Commentary

Just An Online Minute... Newspapers' Digital Revenue Soars--But Not Enough

The current round of quarterly earnings reports shows that online revenue at newspapers continues to grow quickly. That's the good news.

The bad news is that online revenue doesn't seem to be keeping pace with online readership. On average, online contributes between 6% and 7% of total newspaper revenue, according to Merrill Lynch estimates. "Even if the rapid growth continues for the next few years, we don't see online representing over 50% of newspaper ad revenues for at least a couple of decades, suggesting that industry profit could stay flat for the foreseeable future," Merrill Lynch stated in a report issued this week. "Many newspaper stocks are pricing in flat to negative perpetual growth in free cash flow."

Another report issued this week by research company Outsell made similar points.
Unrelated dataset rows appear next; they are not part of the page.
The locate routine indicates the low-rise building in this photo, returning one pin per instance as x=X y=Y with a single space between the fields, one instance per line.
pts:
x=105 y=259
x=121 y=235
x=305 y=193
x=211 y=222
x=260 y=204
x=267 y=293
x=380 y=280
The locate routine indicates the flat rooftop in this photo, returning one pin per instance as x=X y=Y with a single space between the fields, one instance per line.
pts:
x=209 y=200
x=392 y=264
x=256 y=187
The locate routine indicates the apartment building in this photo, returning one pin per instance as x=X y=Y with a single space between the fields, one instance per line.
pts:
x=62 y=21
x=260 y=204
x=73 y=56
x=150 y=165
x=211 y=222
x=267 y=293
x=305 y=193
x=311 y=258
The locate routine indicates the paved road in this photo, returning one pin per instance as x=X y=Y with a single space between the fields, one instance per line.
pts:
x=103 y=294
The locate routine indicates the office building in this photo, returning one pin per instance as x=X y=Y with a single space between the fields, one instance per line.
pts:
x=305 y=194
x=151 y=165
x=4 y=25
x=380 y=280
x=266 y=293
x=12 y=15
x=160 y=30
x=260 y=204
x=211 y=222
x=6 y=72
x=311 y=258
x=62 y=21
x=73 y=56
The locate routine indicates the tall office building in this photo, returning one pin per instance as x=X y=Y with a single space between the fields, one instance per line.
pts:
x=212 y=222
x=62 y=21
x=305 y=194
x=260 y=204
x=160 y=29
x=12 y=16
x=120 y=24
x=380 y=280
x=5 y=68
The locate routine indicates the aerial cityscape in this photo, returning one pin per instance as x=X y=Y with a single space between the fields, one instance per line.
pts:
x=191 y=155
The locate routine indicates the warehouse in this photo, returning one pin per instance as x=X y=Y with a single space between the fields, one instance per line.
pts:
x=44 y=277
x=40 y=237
Outsell estimated that the Web contributes about 5% of total revenue at the top 10 news companies. "Growth is heavily dependent on narrowing that gap between the percentage of audience online and how much company revenue is derived from online."

How can newspapers grow online revenue so it keeps pace with Web readership? While there are a host of possibilities--everything from selling archives and other premium content online to beefing up free ad-supported content--they all depend on newspapers' willingness to experiment.

"Publishers in their testing will see how much new pay-per-view and how much subscriber-archive revenue they can drive with the new Google exposure," Outsell wrote, referring to Google's new News Archives, which offers historical articles. "With the new ad models proliferating, there will be many temptations to stop charging for archival content and monetize it with contextual and other ad models."

But any experiments likely will have to occur at Internet speed--much faster than newspapers are accustomed to. Consider, the $1.65 billion deal between Google and YouTube reportedly came together in just one week. "Traditional companies," said Outsell, "must figure out how to begin moving at the speed of the upstarts."